Thompson views the role of the parent is to help the children “…to delight in the grace of God and desire to love and obey Him” (60). He concluded that the consumerism of sugar-coated Christianity in the ‘80s and the ’90s are not working since young adults, who used to go to church as children, are leaving the church in mass. We should not be surprised that sugar-coated Christianity doesn’t work. Just as the seed that fell in rocky places failed to grow because it didn’t develop deep roots (Matt. 13:21), we need to ensure our children’s faith is deep and strong such that they can withstand the temptations and the persecution of this world. One way to do so is for parents to disciple their children seriously.
The key for the next generation is to return the responsibility for discipling our children back to the parents. The church’s role then becomes a supplement or support to helping parents in discipling their children. Each family is a microcosm of the larger church family. The parents, specifically the fathers, need to take on the role of the spiritual leader and be responsible for discipling their children. I single out the fathers because they are the head of the household and the family’s spiritual leader.
Tripp said the objective of parenting is to answer the first question in the Westminster Shorter Catechism: What is the chief end of man? The answer: “Man’s chief end is to glorify God and to enjoy him forever” (64). Tripp’s focus is the heart of a child since the heart is the wellspring of life (Prov. 4:23). The parent’s role is to help a child address heart issues and to show the child that what he ultimately needs is a Savior. Anything that points a child to something or someone other than Jesus, including success and even good behaviours, is idolatry.
Frisk emphasizes parenting as the way to disciple the next generation. She notes that discipleship, like parenting, is a way of living, not just a course or program (17). The emphasis lies in that parenting is an important part of discipleship. Jesus-centred parenting helps parents look to Jesus in parental decisions.
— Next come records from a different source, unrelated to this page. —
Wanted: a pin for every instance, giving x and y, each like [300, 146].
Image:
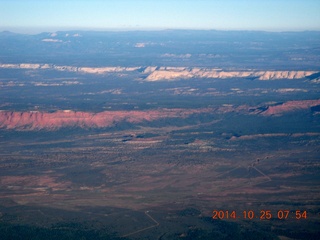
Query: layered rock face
[51, 121]
[171, 73]
[34, 120]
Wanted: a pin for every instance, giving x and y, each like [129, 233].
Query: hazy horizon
[31, 16]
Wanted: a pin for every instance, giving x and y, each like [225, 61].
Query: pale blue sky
[52, 15]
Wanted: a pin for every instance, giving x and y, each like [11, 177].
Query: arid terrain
[176, 127]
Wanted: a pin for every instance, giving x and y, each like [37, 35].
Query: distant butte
[154, 73]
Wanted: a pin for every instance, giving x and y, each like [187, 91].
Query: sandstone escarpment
[171, 73]
[35, 120]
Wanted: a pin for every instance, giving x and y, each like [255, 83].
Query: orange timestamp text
[262, 214]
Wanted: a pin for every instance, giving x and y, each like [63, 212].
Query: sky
[31, 16]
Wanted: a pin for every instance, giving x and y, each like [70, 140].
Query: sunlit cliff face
[154, 73]
[35, 120]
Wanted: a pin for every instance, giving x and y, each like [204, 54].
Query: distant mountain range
[178, 48]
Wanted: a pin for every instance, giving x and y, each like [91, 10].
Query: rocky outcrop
[290, 106]
[178, 73]
[35, 120]
[171, 73]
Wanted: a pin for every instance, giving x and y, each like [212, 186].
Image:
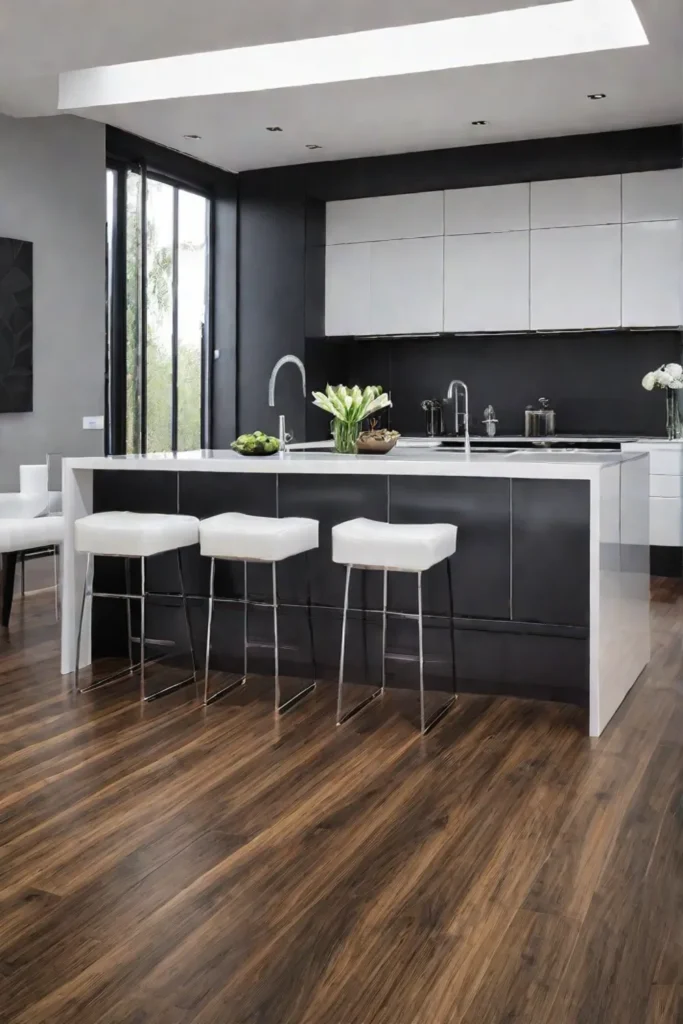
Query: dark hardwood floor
[171, 864]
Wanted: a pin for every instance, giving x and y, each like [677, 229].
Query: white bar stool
[365, 544]
[236, 537]
[134, 535]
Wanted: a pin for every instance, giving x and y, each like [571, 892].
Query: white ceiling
[528, 99]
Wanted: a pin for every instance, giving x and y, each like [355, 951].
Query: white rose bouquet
[349, 407]
[669, 377]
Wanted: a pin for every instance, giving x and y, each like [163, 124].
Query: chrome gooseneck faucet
[455, 387]
[271, 392]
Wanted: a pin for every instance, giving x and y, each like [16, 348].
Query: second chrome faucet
[455, 389]
[284, 439]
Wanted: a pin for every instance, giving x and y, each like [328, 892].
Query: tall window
[161, 282]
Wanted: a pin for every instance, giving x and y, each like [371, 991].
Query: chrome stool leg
[142, 627]
[129, 616]
[87, 592]
[421, 655]
[188, 625]
[384, 627]
[447, 705]
[288, 705]
[212, 599]
[55, 566]
[207, 660]
[341, 718]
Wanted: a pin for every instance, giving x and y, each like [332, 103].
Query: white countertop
[403, 461]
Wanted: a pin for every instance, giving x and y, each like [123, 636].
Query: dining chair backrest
[54, 460]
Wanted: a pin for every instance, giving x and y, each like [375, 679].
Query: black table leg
[8, 572]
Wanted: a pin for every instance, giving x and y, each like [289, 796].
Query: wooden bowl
[375, 446]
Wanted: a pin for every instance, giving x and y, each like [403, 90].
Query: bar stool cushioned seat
[252, 538]
[20, 535]
[134, 535]
[392, 546]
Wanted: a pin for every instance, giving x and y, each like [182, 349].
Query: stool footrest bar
[354, 711]
[169, 689]
[226, 689]
[438, 715]
[120, 674]
[293, 701]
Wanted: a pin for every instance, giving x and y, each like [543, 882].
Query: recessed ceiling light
[530, 33]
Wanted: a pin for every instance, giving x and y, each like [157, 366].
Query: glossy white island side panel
[620, 638]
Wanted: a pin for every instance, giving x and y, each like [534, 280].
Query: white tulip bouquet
[669, 377]
[349, 407]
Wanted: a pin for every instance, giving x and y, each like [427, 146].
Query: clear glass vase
[346, 436]
[674, 428]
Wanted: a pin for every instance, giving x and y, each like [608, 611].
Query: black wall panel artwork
[15, 326]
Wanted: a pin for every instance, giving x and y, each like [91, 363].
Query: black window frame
[128, 153]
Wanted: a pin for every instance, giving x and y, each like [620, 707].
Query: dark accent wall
[15, 326]
[272, 271]
[592, 379]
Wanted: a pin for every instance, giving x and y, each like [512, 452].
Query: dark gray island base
[521, 579]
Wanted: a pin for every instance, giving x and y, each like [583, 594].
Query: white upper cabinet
[407, 287]
[347, 289]
[652, 273]
[486, 282]
[577, 278]
[653, 196]
[575, 202]
[385, 217]
[494, 208]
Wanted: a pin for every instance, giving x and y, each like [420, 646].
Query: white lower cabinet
[667, 522]
[666, 491]
[486, 282]
[653, 273]
[577, 278]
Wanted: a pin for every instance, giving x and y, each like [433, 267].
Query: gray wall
[52, 193]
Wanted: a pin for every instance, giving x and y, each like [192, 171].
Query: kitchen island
[551, 596]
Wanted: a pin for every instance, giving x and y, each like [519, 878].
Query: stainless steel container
[433, 417]
[540, 422]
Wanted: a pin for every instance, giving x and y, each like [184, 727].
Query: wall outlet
[93, 422]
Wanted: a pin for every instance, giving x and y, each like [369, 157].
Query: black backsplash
[592, 380]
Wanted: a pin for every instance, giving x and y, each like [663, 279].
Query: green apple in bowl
[256, 443]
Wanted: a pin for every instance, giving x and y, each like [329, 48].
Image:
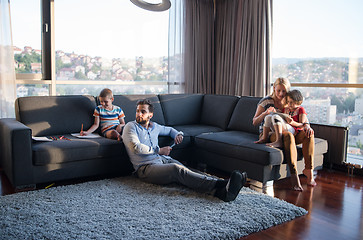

Both Tripp and Bettis emphasize that our children are image-bearers of God. Bettis refers to God’s command in Genesis 1:28 to be fruitful and multiply (4). The command is to fill the world with Godly-offspring and image-bearers. As image-bearers of God, our children are made to worship God. If they do not worship God, they will worship idols. The parent’s job is to guide their children to worship God (Tripp 36-37). The parent’s job is to guide, teach, instruct, and warn their children about the eternal consequences based on their decision to follow Jesus. As image-bearers of God, Tripp maintains that our children must mature to the point that “[t]hey must learn that they will only ‘find themselves’ as they find him” (65). This comes from Psalm 73:25, “[w]hom have I in heaven but you? And there is none upon earth that I desire besides You.”
Bettis references Malachi 2:15 that God seeks godly offspring to explain why God gave humans the ability to multiply (4). Since all of us, including our children, are image-bearers of God, God desires that we worship Him and Him alone. In short, as Christians, we are to fill the earth with glory-bearers, starting with our children. This is consistent with the Great Commission to make disciples of all nations, including our household.